Monday, April 18, 2005

Best of the Bins 4

The Amazing Spider-Man #240 & 241
Written by Roger Stern
Illustrated by John Romita, Jr., Bob Layton and Frank Giacoia
(Marvel Comics)

I actually won my copy of ASM #240 at a Fun Night that my school was putting on. It was one of those mystery fishing games, or possibly a bean bag toss prize, I'm not really sure anymore. But I can say that this issue, and the issue following it, are pretty much responsible for getting me involved in the collecting and reading of comic books.

About a month after getting #240, I was in my local 7-11 to get some candy, or a Slurpee or something when I saw #241 sitting in the spinner rack.
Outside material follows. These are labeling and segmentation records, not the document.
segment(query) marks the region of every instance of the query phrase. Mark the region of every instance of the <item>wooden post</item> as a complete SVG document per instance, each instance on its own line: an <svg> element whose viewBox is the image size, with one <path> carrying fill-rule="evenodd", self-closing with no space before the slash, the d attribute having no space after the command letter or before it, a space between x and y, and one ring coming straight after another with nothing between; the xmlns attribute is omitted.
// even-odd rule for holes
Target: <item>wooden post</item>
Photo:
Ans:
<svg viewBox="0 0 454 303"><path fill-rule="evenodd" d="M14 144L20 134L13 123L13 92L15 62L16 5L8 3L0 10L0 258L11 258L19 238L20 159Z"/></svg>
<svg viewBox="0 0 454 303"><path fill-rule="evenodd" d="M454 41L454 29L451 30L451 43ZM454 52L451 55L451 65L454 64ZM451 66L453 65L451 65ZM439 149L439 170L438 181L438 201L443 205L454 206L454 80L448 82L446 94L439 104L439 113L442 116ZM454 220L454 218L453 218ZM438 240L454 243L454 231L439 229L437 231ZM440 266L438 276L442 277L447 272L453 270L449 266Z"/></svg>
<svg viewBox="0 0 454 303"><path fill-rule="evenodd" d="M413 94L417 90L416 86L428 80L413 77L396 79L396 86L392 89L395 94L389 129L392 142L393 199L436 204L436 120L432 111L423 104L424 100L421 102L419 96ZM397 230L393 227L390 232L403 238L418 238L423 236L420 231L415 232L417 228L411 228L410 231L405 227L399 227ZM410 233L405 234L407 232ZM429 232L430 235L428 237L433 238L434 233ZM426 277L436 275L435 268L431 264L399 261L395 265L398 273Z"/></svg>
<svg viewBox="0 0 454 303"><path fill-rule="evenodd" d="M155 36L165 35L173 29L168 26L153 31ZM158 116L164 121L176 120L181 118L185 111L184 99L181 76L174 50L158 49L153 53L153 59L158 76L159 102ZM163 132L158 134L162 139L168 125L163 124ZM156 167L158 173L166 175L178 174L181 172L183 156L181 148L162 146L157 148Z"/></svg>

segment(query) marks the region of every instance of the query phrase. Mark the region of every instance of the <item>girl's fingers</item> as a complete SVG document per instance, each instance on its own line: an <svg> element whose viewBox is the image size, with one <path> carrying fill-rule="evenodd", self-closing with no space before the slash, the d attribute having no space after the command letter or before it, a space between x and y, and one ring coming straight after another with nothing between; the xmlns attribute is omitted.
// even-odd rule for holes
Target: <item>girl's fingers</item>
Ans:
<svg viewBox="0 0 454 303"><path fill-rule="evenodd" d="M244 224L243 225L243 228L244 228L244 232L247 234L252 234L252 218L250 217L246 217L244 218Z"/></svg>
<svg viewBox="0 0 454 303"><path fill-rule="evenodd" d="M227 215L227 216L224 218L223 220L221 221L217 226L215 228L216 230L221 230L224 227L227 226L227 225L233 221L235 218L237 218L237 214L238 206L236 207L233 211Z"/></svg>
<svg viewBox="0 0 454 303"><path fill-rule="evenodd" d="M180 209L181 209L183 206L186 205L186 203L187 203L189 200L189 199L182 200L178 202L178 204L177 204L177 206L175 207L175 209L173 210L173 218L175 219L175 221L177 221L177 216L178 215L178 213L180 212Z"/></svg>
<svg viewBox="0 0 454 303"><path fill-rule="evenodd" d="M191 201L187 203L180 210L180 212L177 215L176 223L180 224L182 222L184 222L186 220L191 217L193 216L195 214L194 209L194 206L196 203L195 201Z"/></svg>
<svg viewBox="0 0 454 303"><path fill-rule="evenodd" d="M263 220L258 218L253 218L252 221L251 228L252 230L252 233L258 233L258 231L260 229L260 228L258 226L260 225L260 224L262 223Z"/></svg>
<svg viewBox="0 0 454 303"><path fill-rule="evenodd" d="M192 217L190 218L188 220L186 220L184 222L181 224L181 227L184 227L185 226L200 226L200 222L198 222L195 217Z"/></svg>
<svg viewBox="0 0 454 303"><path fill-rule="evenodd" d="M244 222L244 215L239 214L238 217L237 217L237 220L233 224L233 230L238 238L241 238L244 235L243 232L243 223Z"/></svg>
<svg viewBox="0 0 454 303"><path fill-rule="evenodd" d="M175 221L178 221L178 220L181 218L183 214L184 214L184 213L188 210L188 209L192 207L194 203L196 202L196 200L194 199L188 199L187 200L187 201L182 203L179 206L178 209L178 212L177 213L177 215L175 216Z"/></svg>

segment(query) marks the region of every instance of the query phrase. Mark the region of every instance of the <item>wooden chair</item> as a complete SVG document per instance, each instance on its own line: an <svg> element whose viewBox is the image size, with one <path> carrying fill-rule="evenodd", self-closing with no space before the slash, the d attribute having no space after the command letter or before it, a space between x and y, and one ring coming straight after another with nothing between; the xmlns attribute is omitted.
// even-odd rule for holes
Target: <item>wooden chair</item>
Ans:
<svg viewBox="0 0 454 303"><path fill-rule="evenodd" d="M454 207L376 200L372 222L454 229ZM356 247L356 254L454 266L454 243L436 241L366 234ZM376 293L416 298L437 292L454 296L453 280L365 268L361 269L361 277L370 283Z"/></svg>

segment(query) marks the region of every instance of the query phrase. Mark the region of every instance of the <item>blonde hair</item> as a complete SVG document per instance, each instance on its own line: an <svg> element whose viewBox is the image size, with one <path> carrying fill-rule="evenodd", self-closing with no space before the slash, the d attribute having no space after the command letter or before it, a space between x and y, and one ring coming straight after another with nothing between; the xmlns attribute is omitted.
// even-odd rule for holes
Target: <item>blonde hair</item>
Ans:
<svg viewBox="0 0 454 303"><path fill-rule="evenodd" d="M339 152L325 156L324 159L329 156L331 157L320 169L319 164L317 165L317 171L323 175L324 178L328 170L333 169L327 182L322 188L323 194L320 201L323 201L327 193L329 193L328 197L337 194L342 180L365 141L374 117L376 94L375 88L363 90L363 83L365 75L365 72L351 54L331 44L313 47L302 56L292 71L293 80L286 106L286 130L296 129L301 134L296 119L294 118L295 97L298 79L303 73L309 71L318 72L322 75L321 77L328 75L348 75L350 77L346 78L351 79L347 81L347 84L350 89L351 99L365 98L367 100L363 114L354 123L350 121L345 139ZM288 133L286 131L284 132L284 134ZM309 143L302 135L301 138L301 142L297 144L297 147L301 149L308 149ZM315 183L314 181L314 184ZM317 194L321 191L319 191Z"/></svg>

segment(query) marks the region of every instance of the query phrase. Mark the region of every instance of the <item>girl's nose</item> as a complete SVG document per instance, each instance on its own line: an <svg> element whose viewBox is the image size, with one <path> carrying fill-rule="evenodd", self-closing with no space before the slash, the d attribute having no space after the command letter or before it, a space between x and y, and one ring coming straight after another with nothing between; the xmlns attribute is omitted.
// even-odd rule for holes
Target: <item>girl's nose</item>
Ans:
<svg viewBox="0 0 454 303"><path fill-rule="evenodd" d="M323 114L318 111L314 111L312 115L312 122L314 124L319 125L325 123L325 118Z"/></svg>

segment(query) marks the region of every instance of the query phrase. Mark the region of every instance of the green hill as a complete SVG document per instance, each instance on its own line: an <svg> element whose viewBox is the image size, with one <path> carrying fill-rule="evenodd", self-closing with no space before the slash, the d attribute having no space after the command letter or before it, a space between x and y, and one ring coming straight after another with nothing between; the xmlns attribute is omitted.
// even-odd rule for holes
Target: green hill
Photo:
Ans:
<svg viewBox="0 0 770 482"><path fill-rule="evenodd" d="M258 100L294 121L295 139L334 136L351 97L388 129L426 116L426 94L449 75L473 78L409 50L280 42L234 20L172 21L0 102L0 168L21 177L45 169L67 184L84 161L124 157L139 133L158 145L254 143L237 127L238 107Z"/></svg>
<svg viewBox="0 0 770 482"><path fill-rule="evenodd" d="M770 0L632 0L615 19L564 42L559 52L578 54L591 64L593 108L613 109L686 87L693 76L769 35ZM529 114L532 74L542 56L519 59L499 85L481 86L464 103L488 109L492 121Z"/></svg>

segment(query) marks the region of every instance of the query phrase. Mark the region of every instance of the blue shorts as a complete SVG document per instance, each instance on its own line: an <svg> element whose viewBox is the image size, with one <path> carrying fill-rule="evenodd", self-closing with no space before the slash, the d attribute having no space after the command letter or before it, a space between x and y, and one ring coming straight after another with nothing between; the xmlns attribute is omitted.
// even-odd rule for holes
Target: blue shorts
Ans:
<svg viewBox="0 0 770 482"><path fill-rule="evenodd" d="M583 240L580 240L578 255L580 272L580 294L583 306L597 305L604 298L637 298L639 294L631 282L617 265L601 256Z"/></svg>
It was at this crucial moment where it dawned on me that this was part two of the great Vulture story that I read in that other comic. I knew that I had to have it, and after much begging and pleading to the parents, I did. The rest, as they say, is history.

As for the story itself, the first issue (titled 'Wings of Vengeance') was a perfect jumping on point for new readers - or any reader for that matter. We meet Adrian Toomes, aka The Vulture, who is now living on the west coast, far away from Spider-Man and happy to not have to be dealing with him or his ilk on a daily basis. He stumbles upon a news article in The Daily Bugle stirring up bitter memories from his past that set him on a path back to New York and revenge.

Naturally a scheme is set into motion that will undoubtedly pit Toomes against your friendly neighbourhood Spider-Man.

This was, and still is, some of my favourite Roger Stern stuff. I know people would argue me on this point, but I think Stern was pretty much at the top of his game during this period. Sure, the story does feel a bit dated (the indicia puts it at 1983), but it doesn't feel at all tired or cheesy to me.

It was also during this time John Romita, Jr. was just starting to show what he could really do on a comic book page - and just look at those covers. Great stuff. The layouts were pretty standard - roughly 6 panels a page - but the body language of the characters and the pacing of the stories were just classic Spidey. The only thing that really differentiated these tales from the Spidey stories of the '60s was the more 'sophisticated' soap opera elements of Peter Parker's life. A little corny by today's standards, sure, but less-so than the Conway stories of the '70s and the overdramatized stuff we see on the shelves today.

This was just good old solid storytelling without a lot of flotsam and jetsam to bog it down.

And 22 years later, I still love reading these issues.